At times, it may happen that two invoices are very similar to one another but in reality, they are two different invoices. So, in the above-mentioned PCA technique, these invoices will be classified as duplicates. In order to avoid these kinds of conflicting/exception cases, we will further need to define rules to identify the false positive (wrongly identified as duplicates) cases. If we consider these rules, the results will be more accurate in identifying the correct duplicates as well as the very similar but not duplicate invoices.


Today businesses are expanding, so is data. Without data we can’t analyze our business, neither can we point out those fields where our financial leakage is happening on a daily basis. Human intervention is good and error-less up to a certain point. But when it comes to millions of records, we can’t afford to have that many resources in hand nor can we afford to make mistakes. Therefore, we have to turn to automation techniques such as ML-based PCA. Using PCA, we can ramp up the efficiency of the invoicing process and remove human intervention at certain stages.

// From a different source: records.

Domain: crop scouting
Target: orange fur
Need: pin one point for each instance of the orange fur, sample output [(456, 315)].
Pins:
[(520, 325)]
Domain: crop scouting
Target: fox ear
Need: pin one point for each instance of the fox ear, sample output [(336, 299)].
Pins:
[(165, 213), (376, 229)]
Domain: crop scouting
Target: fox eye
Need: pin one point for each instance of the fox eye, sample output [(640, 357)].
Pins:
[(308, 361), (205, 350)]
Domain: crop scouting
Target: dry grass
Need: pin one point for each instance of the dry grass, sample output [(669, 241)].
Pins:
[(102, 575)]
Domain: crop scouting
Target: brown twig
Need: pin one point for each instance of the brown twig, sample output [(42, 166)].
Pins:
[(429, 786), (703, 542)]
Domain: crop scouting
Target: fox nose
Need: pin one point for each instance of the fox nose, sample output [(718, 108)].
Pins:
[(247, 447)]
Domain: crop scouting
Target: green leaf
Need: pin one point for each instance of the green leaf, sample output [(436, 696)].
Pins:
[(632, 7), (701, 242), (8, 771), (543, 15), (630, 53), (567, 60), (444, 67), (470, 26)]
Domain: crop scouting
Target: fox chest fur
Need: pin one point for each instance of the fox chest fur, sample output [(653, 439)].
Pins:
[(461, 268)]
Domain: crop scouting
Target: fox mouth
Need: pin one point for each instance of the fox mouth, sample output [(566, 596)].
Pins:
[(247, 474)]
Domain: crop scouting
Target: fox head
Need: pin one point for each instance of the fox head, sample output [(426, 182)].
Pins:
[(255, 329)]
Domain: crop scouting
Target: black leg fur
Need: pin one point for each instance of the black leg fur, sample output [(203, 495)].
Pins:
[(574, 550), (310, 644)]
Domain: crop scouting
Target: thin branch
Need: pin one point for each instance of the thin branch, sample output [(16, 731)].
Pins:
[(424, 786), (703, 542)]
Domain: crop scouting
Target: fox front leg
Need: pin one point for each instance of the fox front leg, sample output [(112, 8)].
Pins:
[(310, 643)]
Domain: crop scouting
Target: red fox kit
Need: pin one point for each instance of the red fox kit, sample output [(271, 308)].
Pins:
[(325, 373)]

Rajarshi Ghoshal is working with the Platform Solutions group at TCS. He possesses strong skills in Python, Data Science, Machine Learning and Web Services. He has been contributing to the development of embedded analytics and the implementation and hosting of web services for predictive analytics use cases in the home grown HRMS and Procurement platforms of TCS. He holds a bachelor’s degree in Electronics and Communication Engineering from West Bengal University of Technology.